AUSTRALIA’S two major political parties have received almost $6 million from a shadowy “front” for the Chinese Government.
Parliamentary researchers have uncovered the massive extent of donations made to the Liberal and Labor parties by pro-Beijing figures in the Australian Council for the Promotion of the Peaceful Reunification of China.
Amid growing fears about China’s influence in Australian politics, the Herald Sun can also reveal the Turnbull Government will introduce legislation next month to ban foreign donations to political parties and associated entities.
In a confidential report obtained by the Herald Sun, the council is classed as an “agent of the Chinese state” whose members are “covert conduits” for the Communist Party’s efforts to influence policy.
But the crackdown may not stop donations from some council members because they are Australian citizens.

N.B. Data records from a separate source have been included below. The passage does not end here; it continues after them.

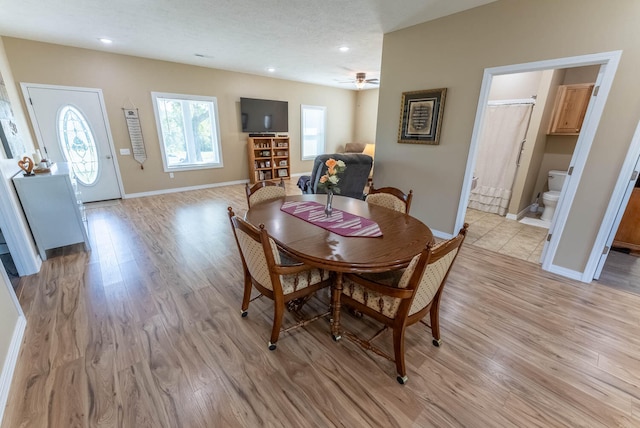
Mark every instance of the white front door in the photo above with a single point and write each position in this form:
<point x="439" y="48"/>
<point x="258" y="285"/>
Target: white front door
<point x="71" y="126"/>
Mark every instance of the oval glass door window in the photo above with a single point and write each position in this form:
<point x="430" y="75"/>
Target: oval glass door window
<point x="78" y="144"/>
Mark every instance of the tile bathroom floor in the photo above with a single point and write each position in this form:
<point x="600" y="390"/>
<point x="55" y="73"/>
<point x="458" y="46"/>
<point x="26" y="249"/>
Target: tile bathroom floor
<point x="509" y="237"/>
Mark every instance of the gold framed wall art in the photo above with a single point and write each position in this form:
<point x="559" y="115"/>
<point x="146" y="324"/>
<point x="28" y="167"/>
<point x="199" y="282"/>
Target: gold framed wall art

Key figures including property billionaires Huang Xiangmo and another Chinese businessman combined to donate $2.6 million to the Labor Party and $3 million to the Liberal Party in recent years.
Labor MP Michael Danby, former chairman of Parliament’s Foreign Affairs Defence and
Trade Committee, said the council was acting “as a business front” for the Communist Party and the donations were part of a “well-funded and prolonged influence operation by Beijing”.
But the council “totally dismissed” claims it was a Communist front and said it was “unfortunate that some people continue to portray the Chinese community in a negative light to create division”.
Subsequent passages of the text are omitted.